In an eight-year effort to come up with something to aid the whole process of .Net-based development, Microsoft has provided for individual roles in the development process by extending Visual Studio. But, Microsoft programme manager Michael Leworthy admits, these have not satisfactorily tied them together so they form a complete process.
VSTS and its key feature the central Team Foundation Server (TFS), which is to be formally launched in the next few weeks, are at the very least the first stage of that solution.
Architects have, by and large, not been using Visual Studio but their own favoured tools, with the result that their output was hard to examine and integrate automatically with the rest of the development process. The architects’ piece is still to be fully developed, Leworthy said in his address to last week’s Software Development Conference.
The tighter organisation of VSTS keeps developers more focused on immediate priorities and their own role in the process, says software architect Jeremy Boyd, of Intergen, who is an early user. VSTS integrates their output into a visible cycle, storing all data on the TFS.
It facilitates communication and collaboration “which is always difficult, particularly in large teams,” says Boyd. “All the metrics are being fed in directly by the people doing the development, all the way up to the programme manager” and hence the manager gets a good measure of total progress and any bottlenecks that exist.

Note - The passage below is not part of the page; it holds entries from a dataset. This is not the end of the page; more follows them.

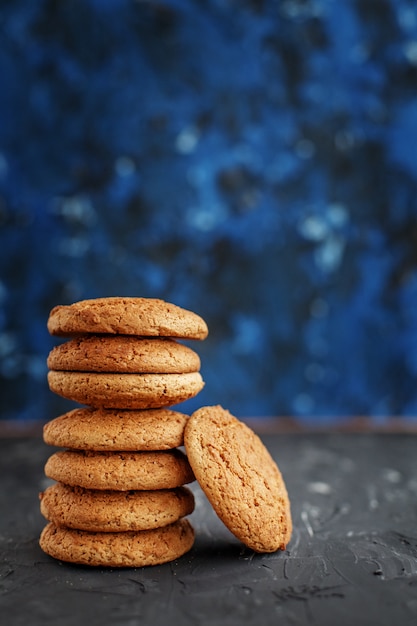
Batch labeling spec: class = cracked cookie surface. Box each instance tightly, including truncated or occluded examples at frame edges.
[184,406,292,552]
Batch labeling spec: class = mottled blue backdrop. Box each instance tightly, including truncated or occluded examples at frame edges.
[0,0,417,421]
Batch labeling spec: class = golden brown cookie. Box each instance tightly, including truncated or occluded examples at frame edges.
[48,297,208,339]
[43,408,188,452]
[45,450,194,491]
[39,519,194,567]
[47,335,200,374]
[184,406,292,552]
[39,483,194,532]
[48,371,204,409]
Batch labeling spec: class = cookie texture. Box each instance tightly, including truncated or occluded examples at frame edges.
[48,297,208,340]
[39,483,194,532]
[48,370,204,409]
[47,335,200,374]
[39,519,194,567]
[43,408,188,452]
[45,450,195,491]
[184,406,292,552]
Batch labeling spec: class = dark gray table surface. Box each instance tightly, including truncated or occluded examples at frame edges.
[0,433,417,626]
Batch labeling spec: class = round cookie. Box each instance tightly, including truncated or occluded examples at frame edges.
[47,335,200,374]
[45,450,194,491]
[39,519,194,567]
[184,406,292,552]
[48,297,208,339]
[48,371,204,409]
[39,483,194,532]
[43,408,188,452]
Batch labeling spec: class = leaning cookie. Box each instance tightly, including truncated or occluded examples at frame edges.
[47,335,200,374]
[39,519,194,567]
[43,408,188,452]
[48,371,204,409]
[39,483,194,532]
[184,406,292,552]
[45,450,194,491]
[48,297,208,339]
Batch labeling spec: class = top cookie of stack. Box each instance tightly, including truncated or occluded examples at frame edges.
[48,297,208,409]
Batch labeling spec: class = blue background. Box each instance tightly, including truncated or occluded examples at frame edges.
[0,0,417,421]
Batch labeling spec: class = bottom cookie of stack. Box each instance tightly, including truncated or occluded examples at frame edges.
[39,518,194,567]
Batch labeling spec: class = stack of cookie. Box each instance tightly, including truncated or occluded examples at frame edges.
[40,298,208,567]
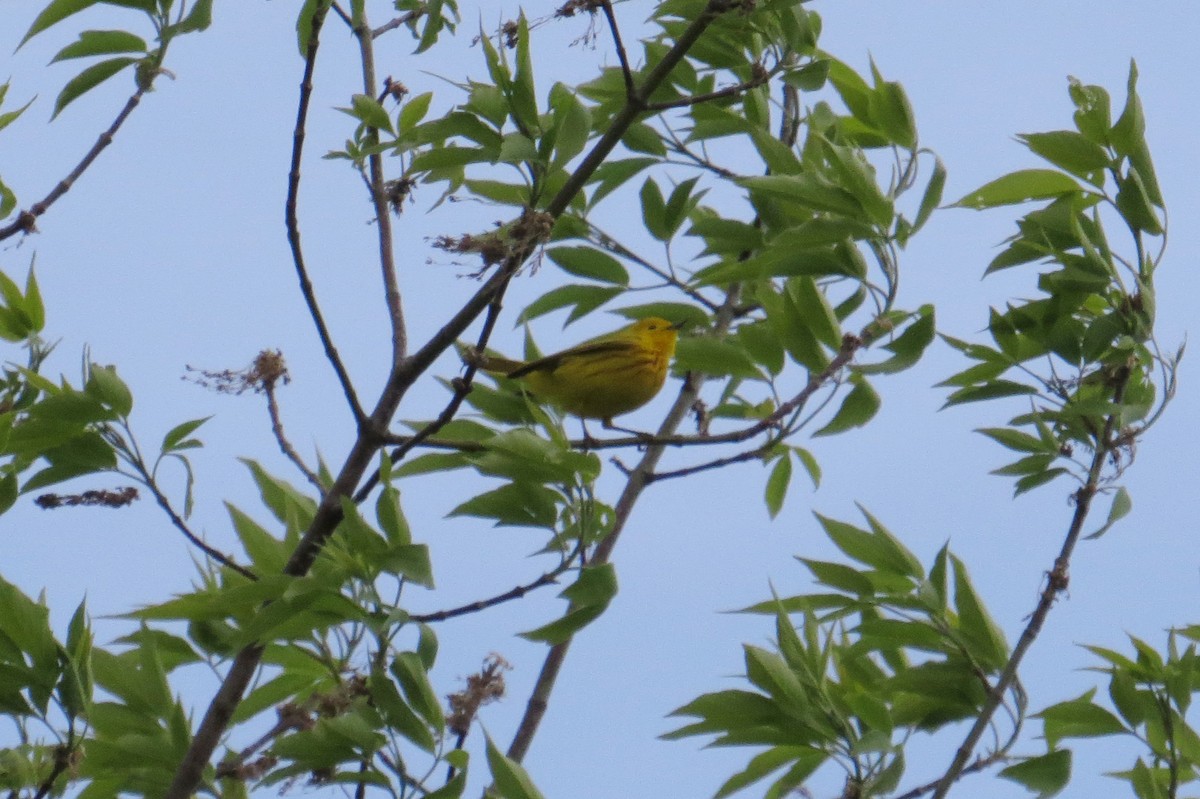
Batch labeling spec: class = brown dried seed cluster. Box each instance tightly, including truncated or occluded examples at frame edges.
[184,349,292,395]
[34,486,138,510]
[446,653,512,735]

The links between the different tasks are accomplished through web services or the COM interface and there are sufficient industry-wide standards for the output of developers using non-Microsoft tools to be “interrogated” and brought into the central server, Leworthy says.
VSTS builds-in Microsoft’s recent intensive focus on security. Developers are warned if they risk creating dangerous features, such as potential buffer overflow.
Airways Corporation software engineer Peter Jones says VSTS was easy to set up and accommodates use of Airways’ existing tools for issue tracking and testing.
“There are bits and pieces [still lacking] that I wouldn’t mind having.” Jones says the chief shortcoming is the web-style presentation for the “Team Explorer” GUI that gives the top-level view. There is a web tool available for the purpose from a company called Teamware, says Leworthy. “And we will extend that a lot more.”